When people complain about Google, the root cause is usually that the thing they're looking for doesn't exist anywhere on the internet. Spam publishing sometimes drowns out the thing you're looking for, but often that's illusory - if you clicked through every single results page, you still wouldn't find what you're looking for, because it isn't there. A search engine can boost the signal-to-noise ratio in the results that it gives users, but it can't generate signal where none exists. Fixing that problem is altogether more difficult.
With good tools, one person could probably maintain the deshittifier for a few sites, at least until the sites started getting adversarial about it.
I played around with it, mostly typing in a bunch of DOS search terms. If this search engine is working the way it's suppose to.. I should have thousands of very old results. After a single page or 3, I was quickly looking at results from 2006/2007.
This might have been a problem with the search engine or a (more serious) problem with Google throwing away much of the past. We already know this is a problem. We just don't know how serious it is.
A recreation of Google would involve reindexing to include what Google (DDG/Bing and others) have abandoned (the recent past).
PS: I use https://wiby.me and https://yandex.com with much greater success in finding older material.
What changes to the business model are you envisaging?
This has already been done --- see DuckDuckGo.
The problem is not ads --- it's privacy invasion (aka "personalized ads") and advertisers who respond to concept.
DuckDuckGo shows ads --- "context sensitive" ads --- you know, ads that are related to what you search for and might actually be helpful. Not something you did last week or last month that may no longer apply.
"Personalized ads" are one of the dumbest ideas ever --- virtually guaranteed to waste a lot of people's time and squander mental and electronic bandwidth. And yet Google makes billions --- because advertisers are stupid and lazy enough to literally turn over most of their ad budget to them.
We need to upend the idea the idea that, "No one ever got fired for using Google" --- and the only way to do that on a personal level is to stop using Google.
We need more ordinary people to grasp and respond to the idea that "Google" is just another word for "privacy invasion".
And overall, I don't think I suffer too much from SEO on Google Search. On the other hand, I'm very upset with the way Youtube has gone. It's harder and harder to find quality content even though it's there. I mostly don't want to see the professional youtubers.
Google thought it had a business model that incentivized them to stay good. The opportunity to sell results didn't go away and eventually they took it.

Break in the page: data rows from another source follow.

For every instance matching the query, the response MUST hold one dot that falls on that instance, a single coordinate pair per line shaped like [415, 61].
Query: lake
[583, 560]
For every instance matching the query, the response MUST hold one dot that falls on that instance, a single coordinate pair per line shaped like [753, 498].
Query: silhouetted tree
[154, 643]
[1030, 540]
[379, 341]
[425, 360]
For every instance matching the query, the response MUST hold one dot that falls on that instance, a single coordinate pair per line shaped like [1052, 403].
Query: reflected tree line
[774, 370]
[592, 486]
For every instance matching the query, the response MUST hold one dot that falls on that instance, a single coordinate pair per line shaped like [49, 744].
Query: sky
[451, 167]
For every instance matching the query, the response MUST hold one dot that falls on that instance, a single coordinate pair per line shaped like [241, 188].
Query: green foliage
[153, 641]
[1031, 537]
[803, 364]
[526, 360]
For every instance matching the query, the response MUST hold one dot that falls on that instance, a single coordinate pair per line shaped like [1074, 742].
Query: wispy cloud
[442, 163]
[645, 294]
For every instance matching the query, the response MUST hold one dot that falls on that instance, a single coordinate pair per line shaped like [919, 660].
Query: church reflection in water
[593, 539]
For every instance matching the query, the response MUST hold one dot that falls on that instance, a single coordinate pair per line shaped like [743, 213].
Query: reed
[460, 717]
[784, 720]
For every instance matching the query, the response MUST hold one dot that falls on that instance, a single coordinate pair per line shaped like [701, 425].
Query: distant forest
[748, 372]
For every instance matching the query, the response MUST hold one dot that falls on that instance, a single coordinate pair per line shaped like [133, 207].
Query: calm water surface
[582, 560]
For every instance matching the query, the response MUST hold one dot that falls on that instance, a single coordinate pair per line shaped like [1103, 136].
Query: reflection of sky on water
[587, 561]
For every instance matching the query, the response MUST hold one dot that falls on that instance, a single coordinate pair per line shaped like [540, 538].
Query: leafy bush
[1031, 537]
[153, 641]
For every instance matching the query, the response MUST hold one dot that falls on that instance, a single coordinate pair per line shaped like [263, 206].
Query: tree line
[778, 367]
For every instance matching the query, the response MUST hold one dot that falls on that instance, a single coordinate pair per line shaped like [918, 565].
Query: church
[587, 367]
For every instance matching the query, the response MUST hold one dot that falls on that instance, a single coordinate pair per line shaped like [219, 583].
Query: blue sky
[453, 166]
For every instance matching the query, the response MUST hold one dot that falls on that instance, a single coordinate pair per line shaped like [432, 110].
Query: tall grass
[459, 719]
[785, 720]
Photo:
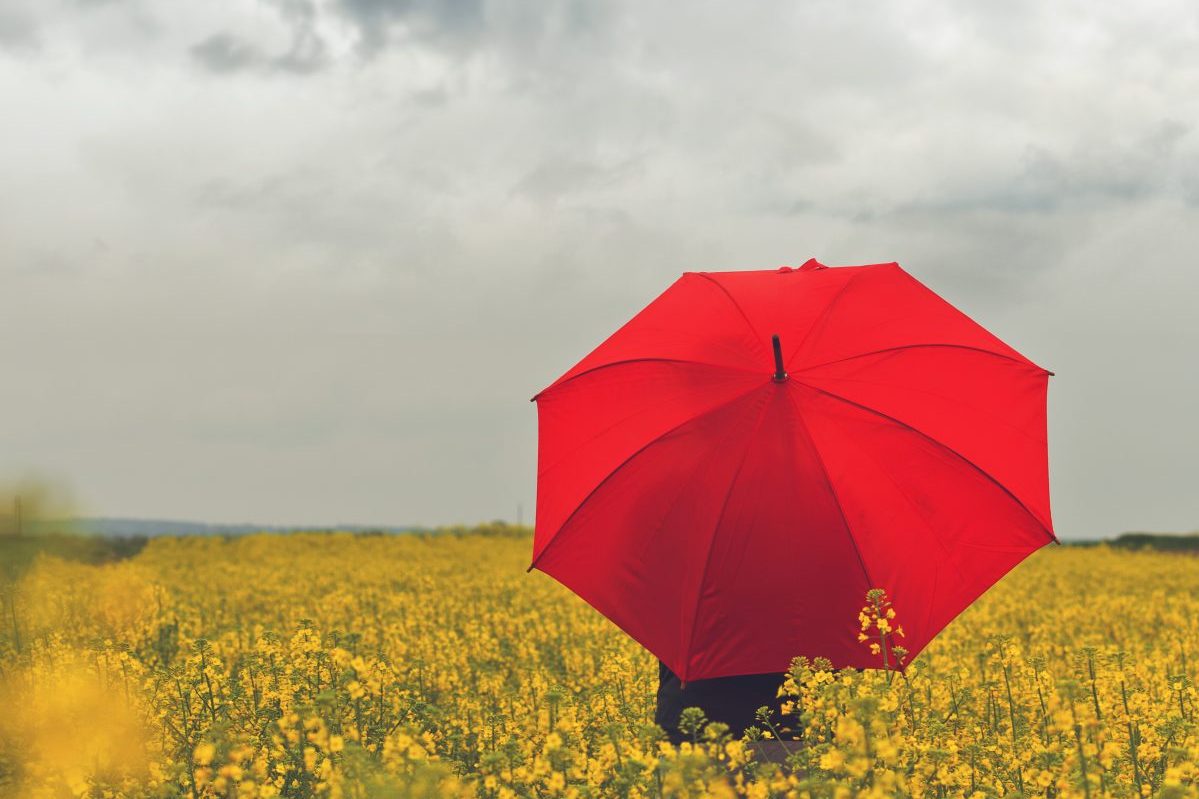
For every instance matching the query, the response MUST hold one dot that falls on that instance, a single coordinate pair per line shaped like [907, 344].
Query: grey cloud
[18, 31]
[489, 188]
[227, 53]
[439, 19]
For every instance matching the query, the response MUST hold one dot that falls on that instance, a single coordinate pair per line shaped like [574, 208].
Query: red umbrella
[728, 474]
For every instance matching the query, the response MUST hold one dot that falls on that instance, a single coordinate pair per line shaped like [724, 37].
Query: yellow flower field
[434, 666]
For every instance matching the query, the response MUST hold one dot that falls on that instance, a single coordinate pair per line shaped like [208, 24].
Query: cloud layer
[306, 262]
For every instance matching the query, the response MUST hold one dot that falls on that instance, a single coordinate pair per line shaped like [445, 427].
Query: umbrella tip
[779, 374]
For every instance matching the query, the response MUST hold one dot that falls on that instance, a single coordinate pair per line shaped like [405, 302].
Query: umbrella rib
[943, 445]
[736, 305]
[637, 360]
[899, 347]
[824, 317]
[633, 455]
[832, 490]
[711, 541]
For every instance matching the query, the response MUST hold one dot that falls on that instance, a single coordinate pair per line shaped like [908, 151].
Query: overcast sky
[306, 262]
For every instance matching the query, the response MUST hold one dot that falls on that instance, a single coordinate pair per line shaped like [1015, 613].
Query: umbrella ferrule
[779, 374]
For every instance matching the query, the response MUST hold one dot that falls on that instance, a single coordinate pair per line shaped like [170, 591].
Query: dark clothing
[731, 700]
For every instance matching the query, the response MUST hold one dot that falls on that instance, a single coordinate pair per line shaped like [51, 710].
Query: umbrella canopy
[728, 474]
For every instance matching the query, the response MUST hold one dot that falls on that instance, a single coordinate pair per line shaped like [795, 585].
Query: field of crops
[390, 666]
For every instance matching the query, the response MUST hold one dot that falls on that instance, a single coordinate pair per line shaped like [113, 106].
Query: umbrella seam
[757, 336]
[959, 403]
[711, 542]
[891, 349]
[626, 461]
[824, 317]
[945, 446]
[832, 490]
[636, 360]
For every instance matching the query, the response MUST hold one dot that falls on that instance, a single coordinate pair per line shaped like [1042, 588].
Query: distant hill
[1163, 541]
[151, 528]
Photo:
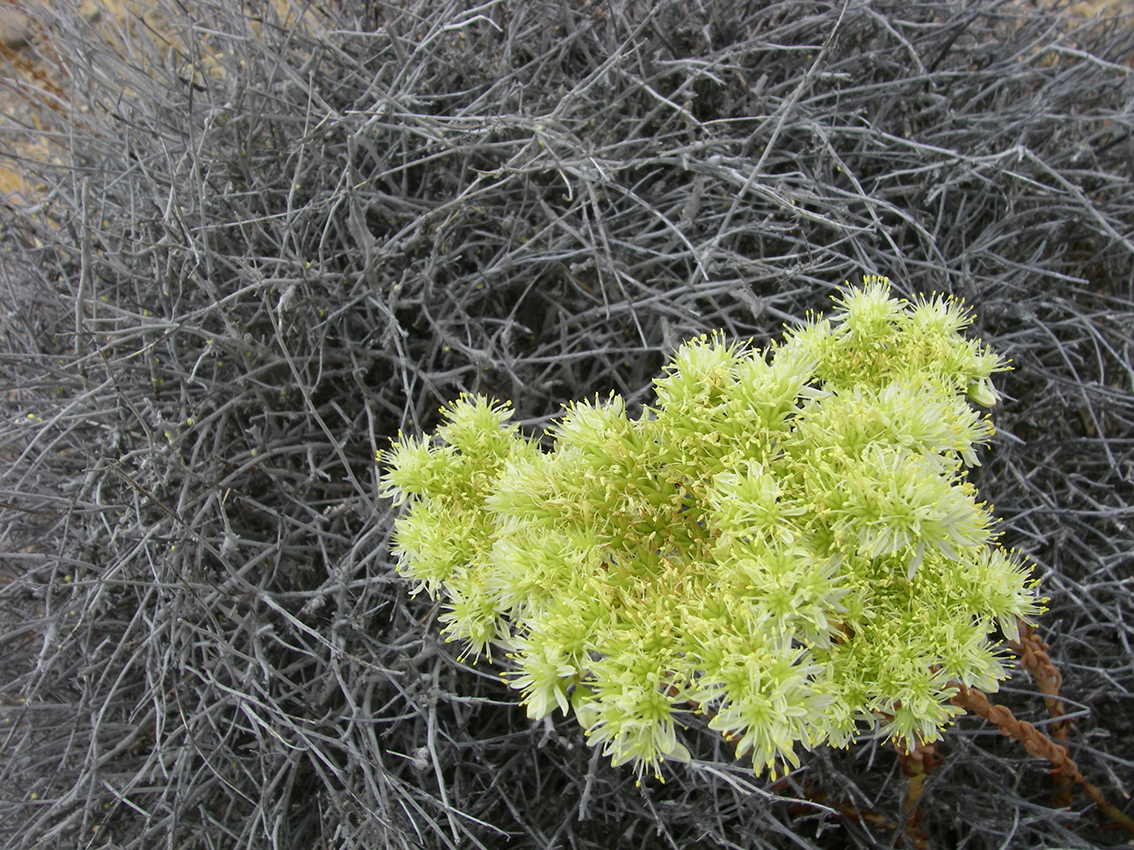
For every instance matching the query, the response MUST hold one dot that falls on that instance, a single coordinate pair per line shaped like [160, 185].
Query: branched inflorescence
[786, 542]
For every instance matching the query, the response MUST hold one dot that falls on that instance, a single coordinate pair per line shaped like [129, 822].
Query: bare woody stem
[1038, 745]
[1033, 656]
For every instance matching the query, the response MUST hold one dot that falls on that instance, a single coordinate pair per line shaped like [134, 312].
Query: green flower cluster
[786, 543]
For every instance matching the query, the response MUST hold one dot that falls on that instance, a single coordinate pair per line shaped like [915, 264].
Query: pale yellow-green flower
[786, 542]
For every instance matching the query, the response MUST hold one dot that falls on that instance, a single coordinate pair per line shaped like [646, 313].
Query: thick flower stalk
[786, 542]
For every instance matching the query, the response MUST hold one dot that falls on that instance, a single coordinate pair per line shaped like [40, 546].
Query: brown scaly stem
[916, 765]
[1034, 659]
[1038, 745]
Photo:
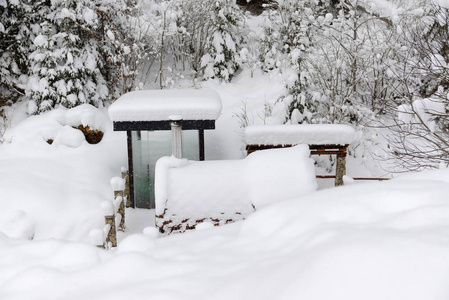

SEO is in the structure of the internet now. Original Google was great because there was no incentive yet to buy a domain and blogspam it. Google getting shitty is just a natural instance of Goodhart's law, applied to domains and content.
Now, Google originally was based on PageRank; which based itself on every domain being a unit of authority. These have been compromised and drowned by SEO, but the concept remains valid and we could choose people as units of authority. For example PageRank on scientific papers accurately reproduce Nobel Prizes attributions. A person publishing papers is a solid enough foundation for this unit of authority.
It remains to be organized though. And if we take people as units of authority, it means they'd have to 'cite' or vote for each other. This has social consequences and might not be doable. Are you ready to refuse to cite your boss when he/she ask you to do so? Maybe if the vote is secret and delayed by 5 years?
I think there’s an easier way. Train an ML model to be able to tell apart legit web sites from garbage ones. It’ s just a binary classification. A site should either be blocked, or not.
Legit web sites being ones created by actual humans with actual content. Few to no ads. No malware, phishing, or other security threats. No content farms or SEO sites. No sites generated by other ML models. No paywalls, no pop-ups or other annoyances. Just real web sites.
You’re going to need a bunch of smart and trustworthy humans to spend hours and hours to help do this classification. But a model can help multiply the effectiveness of their efforts.
If the model works, then yes. You can make a very simple search engine. You just tell all the web crawlers to check the model, and only add sites to the index if the model says they are good web sites and not garbage sites.